Ренье зажал ладонями виски. Под пальцами дергался пульс. Закрыл глаза и понял: поэзии нет. И не будет. Никогда.
V
Если бы в феврале 2204 года газетам сообщили о смерти Бога, то, вероятно, ни одна из них, даже тридцатидвухстраничное «Центро-Слово», не отвела бы и двух строк петита этому происшествию.
Самое понятие «Бог» давно было отдумано, изжито и истреблено в мозгах. Комиссия по ликвидации богопочитаний не функционировала уже около столетия за ненадобностью. Правда, историки писали о кровавых религиозных войнах середины XX и начала XXI столетия, но все это давно отошло и утишилось, – и самая возможность существования и развития вер в богов была объявлена результатом действия болезнетворных токсинов, ослаблявших из века в век внутричерепную нервную ткань. Был открыт и уловлен стеклом микроскопа даже особый fideococcus – вредитель, паразитирующий на жировом веществе нейрона, деятельностью которого и можно было объяснить «болезнь веры», древнюю mania religiosa, разрушавшую правильное соотношение между мозгом и миром. Правда, мнение это оспаривалось Нейбургской школой нейропсихологии, – но массы приняли fldeococcus’a.
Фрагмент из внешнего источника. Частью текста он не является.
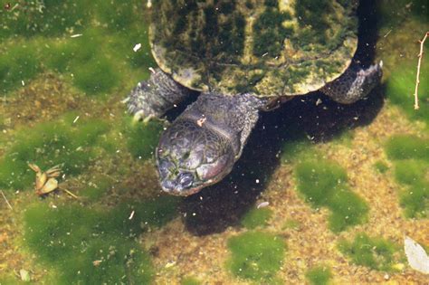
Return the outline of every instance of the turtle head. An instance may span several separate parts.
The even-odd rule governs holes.
[[[161,136],[156,152],[162,189],[190,195],[231,172],[234,152],[227,138],[194,119],[176,120]]]

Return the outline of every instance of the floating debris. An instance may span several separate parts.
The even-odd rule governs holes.
[[[132,48],[132,50],[134,51],[134,52],[137,52],[140,48],[141,48],[141,43],[137,43],[137,44]]]
[[[30,282],[32,280],[32,278],[30,277],[30,272],[28,272],[26,270],[20,270],[19,276],[21,277],[21,280],[24,282]]]
[[[76,122],[78,121],[79,118],[80,118],[80,116],[77,116],[77,117],[74,119],[74,120],[73,120],[73,124],[74,124],[74,123],[76,123]]]
[[[262,202],[262,203],[258,204],[258,205],[256,206],[256,208],[258,208],[258,209],[265,208],[265,207],[267,207],[267,206],[269,206],[269,205],[270,205],[270,202],[266,202],[266,201],[265,201],[265,202]]]
[[[419,272],[429,274],[429,257],[424,249],[408,236],[405,236],[404,241],[404,249],[410,267]]]
[[[3,193],[3,190],[0,190],[0,193],[2,194],[3,198],[4,198],[5,201],[6,202],[7,206],[8,206],[11,210],[14,210],[14,208],[12,208],[12,205],[10,204],[9,201],[7,201],[6,196],[5,196],[5,194]]]
[[[134,210],[131,212],[131,214],[129,214],[129,220],[131,220],[134,217],[135,213],[136,212]]]

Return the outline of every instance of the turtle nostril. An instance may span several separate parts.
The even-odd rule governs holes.
[[[183,188],[187,188],[194,182],[194,176],[188,172],[182,173],[177,177],[177,181]]]

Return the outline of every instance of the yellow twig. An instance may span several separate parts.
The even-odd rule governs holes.
[[[9,208],[10,208],[11,210],[14,210],[14,208],[12,208],[12,205],[10,204],[9,201],[7,201],[6,196],[5,196],[5,194],[3,193],[3,190],[0,190],[0,192],[2,193],[2,196],[3,196],[3,198],[5,198],[5,201],[6,202],[7,205],[9,206]]]
[[[424,34],[424,37],[422,39],[422,41],[419,41],[420,43],[420,52],[418,54],[418,63],[417,63],[417,76],[415,78],[415,109],[418,109],[418,95],[417,95],[417,90],[418,90],[418,85],[420,84],[420,65],[422,65],[422,58],[423,58],[423,50],[424,50],[424,41],[426,41],[427,36],[429,35],[429,32],[426,32]]]
[[[77,195],[75,195],[72,194],[71,191],[69,191],[69,190],[67,190],[67,189],[65,189],[65,188],[60,188],[60,187],[59,187],[58,189],[64,191],[65,193],[67,193],[68,195],[70,195],[72,197],[73,197],[73,198],[75,198],[75,199],[78,199],[78,200],[80,199]]]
Заболевавших верою в Бога (таких было все меньше и меньше) тотчас же изолировали и лечили особыми фосфористыми инъекциями – непосредственно в мозг. Процент излечимых был доведен до 70–75, человеческий же остаток, сопротивлявшийся инъекционной игле, так называемых безнадежно надеющихся, селили на малом острове, прозванном – неизвестно кем и почему – островом Третьего Завета. Здесь, за сомкнувшейся высокой стеной для неизлечимо верующих, была построена даже «опытная церковь»: дело в том, что некоторые авторитеты, опираясь на древнее медицинское правило «similia similibus curantur»[2], находили, что morbus religiosa[3] имеет тенденцию в самых ее тяжелых и, казалось бы, неизлечимых формах самоизживаться и что опытная церковь и лабораторное богослужение могут лишь ускорить естественное разрешение процесса в ничто.
Опытная церковь была просторной сводчатой комнатой с верхним светом. Она была оклеена серыми обоями с чередующимися вдоль длинных полос четкими изображениями: крест – полумесяц – лотос; крест – полумесяц – лотос. У центра комнаты – круглый камень. На камне – курильница. Все.
В миг Азазиилова вопля больные верой, расставленные шеренгами вокруг круглого камня, молились под наблюдением врачей. Они стояли молча, даже губы их не шевелились. И только сизому ладанному дымку в кадильнице разрешено было двигаться: покружив серо-синими спиралями, дымок потянулся было прозрачной нитью вверх, точно пробуя доползти до неба, но, закачавшись, стал мутными налетами оседать вниз. И вдруг дальний-дальний еле внятный крик, оброненный небом, ударился о купол, скользнул вдоль стен и, точно разбившись о землю, смолк. Врачи не слышали крика: они лишь видели ужас, скомкавший лица и разорвавший шеренги внезапно сбившихся в кучу, стонущих и шепчущих больных. Затем все вернулось in ante[4]. Но изумлению врачей не суждено было закончиться сразу: в течение недели больные – один за другим – выписывались, заявляя кратко: «Бог умер». Расспросы оставляли без ответа. Последним ушел ветхий старец, бывший священником и как бы последним апостолом опытной церкви островка.